Kitchen Traumas

Published in Gourmet Live 06.01.11
Gory slips and sensible tips from Gourmet Live staffer and trained chef Kelly Senyei

Rule No. 1: Never try to catch a falling knife.

It was day two of culinary school. My fellow student’s brand–new nine–inch Wüsthof knife fell from the butcher block in front of him. He reacted in a flash, instinctively extending his hand.

A two–inch laceration poured forth a river of red—on his checkered pants, on his white coat, on his cutting board, on the floor. Blood everywhere. Our chef instructor spotted the mishap out of the corner of his practiced eye: “Someone call 911.”

The result was a severed tendon in the student’s thumb and a dozen or so stitches. A botched suturing job robbed him of feeling in his finger, likely forever.

Between fierce cleavers, bubbling–hot oil, slippery floors, and swirling blades, a kitchen can be a dangerous place. And while minor cuts on fingers and hands are commonplace, there are times when the slipups are more reminiscent of a scene in Grey’s Anatomy.

Chris Gesualdi, a chef instructor at the Institute of Culinary Education in New York City and an experienced restaurant chef, has seen his share of kitchen calamities: blockbuster falls on greasy floors, 25–pound stand mixers crashing to the ground and smashing heads on the way, unattended blenders whizzing hot soup onto unsuspecting faces, and—right out of some crazed cartoon—chefs’ coats turned into candles by a classic flambé.

But by far the worst accident Gesualdi has witnessed—in a New York City restaurant of significant repute, he adds—involves two unlikely partners: naked flesh and hot oil. “One day, a guy was changing the lightbulb up where the [stove] hoods are, and a guy below him was straining the deep–fat fryer oil,” Gesualdi recalls. “The guy changing the lightbulb was getting down, and he stepped directly into the pot of 350–degree oil.

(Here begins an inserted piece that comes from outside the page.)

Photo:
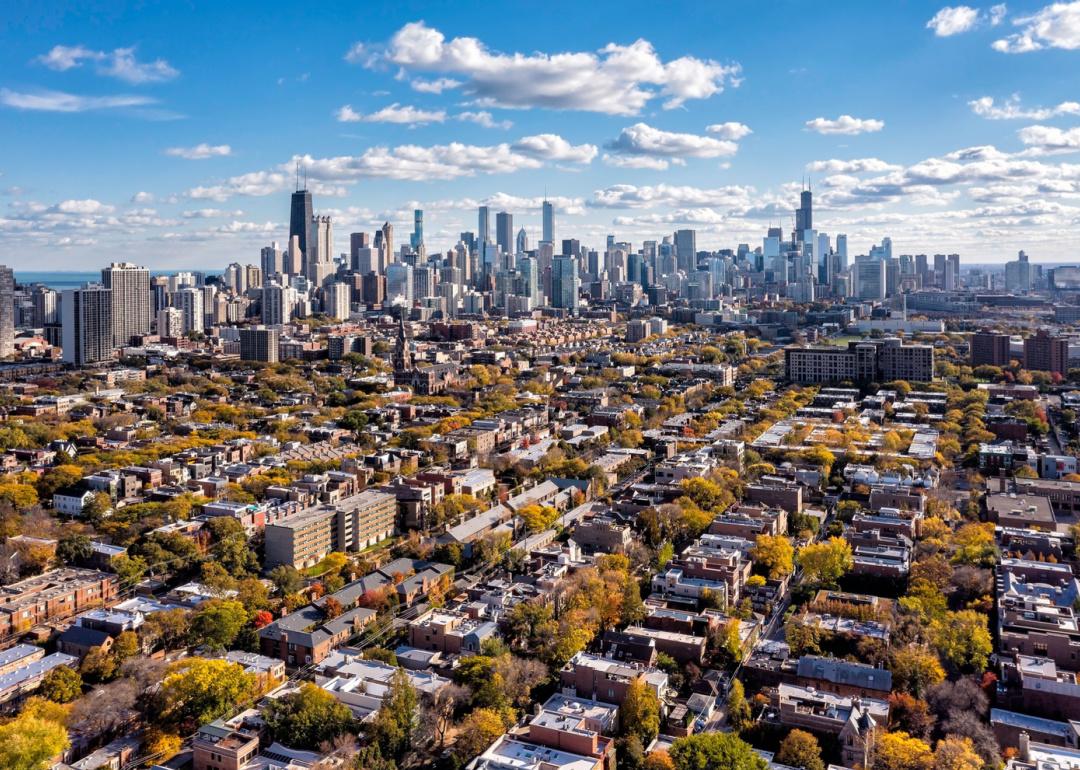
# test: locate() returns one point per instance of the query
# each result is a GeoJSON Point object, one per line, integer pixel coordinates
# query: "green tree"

It went all the way up from his foot to his knee.” The injury sent him straight to the hospital—for three months.

A hot–oil burn is among the most excruciating of accidents—second only to sticky hot sugar. When bubbling caramel comes into contact with skin, not only does it cause a burn, but it bonds like a barnacle. The pain is agonizing, and the recovery can be just as painful.

Burn wounds linger, often leaving noticeable scars not unlike those resulting from a knife—or, worse, a band saw. “The band saw is a bone cutter, and it’s almost like cutting wood,” says Stanley Lobel, owner of Manhattan’s historic Lobel’s of New York butcher shop. “I’ve never seen [injuries happen] in our shop because we have certain rules you have to follow, but I’ve heard of fingers and hands getting cut very, very severely.”

Butchers are on the front lines of kitchen trauma, of course, surrounded by six–inch meat cleavers, spinning slicers, and churning meat grinders. “Almost all of the old–time butchers I know have lost a piece of their finger,” reports Dario Cecchini, a world–renowned butcher based in Panzano in Chianti, a suburb of Florence, Italy. Cecchini has been wielding a knife for more than 37 years and considers himself lucky: “It’s actually quite a heroic thing that I’ve gotten as far as I have while still having all ten fingers.”

Bad luck and ill timing aside, there are strategic steps to take to keep kitchen accidents at bay. The most important precaution of them all may actually seem like the most counterintuitive. But Gesualdi, Lobel, and Cecchini concur: A very sharp knife is the first safeguard against cutting yourself.

“When you use a sharp knife, you only have to make one or two cuts, maximum,” says Lobel. “Whereas when you use a dull knife, you’re pushing your knife back and forth for a cut that should have been made once or twice. And there’s an inherent chance of it slipping or jerking out of the particular cut you’re doing.” The butchers’ bottom line: Dull knives make you work, while sharp knives do the work for you.

Make sure you are cutting away from your body and stationary hand at all times, Lobel advises. “In other words, if you’re right–handed, the blade should be facing to your right,” and vice versa for left–handers.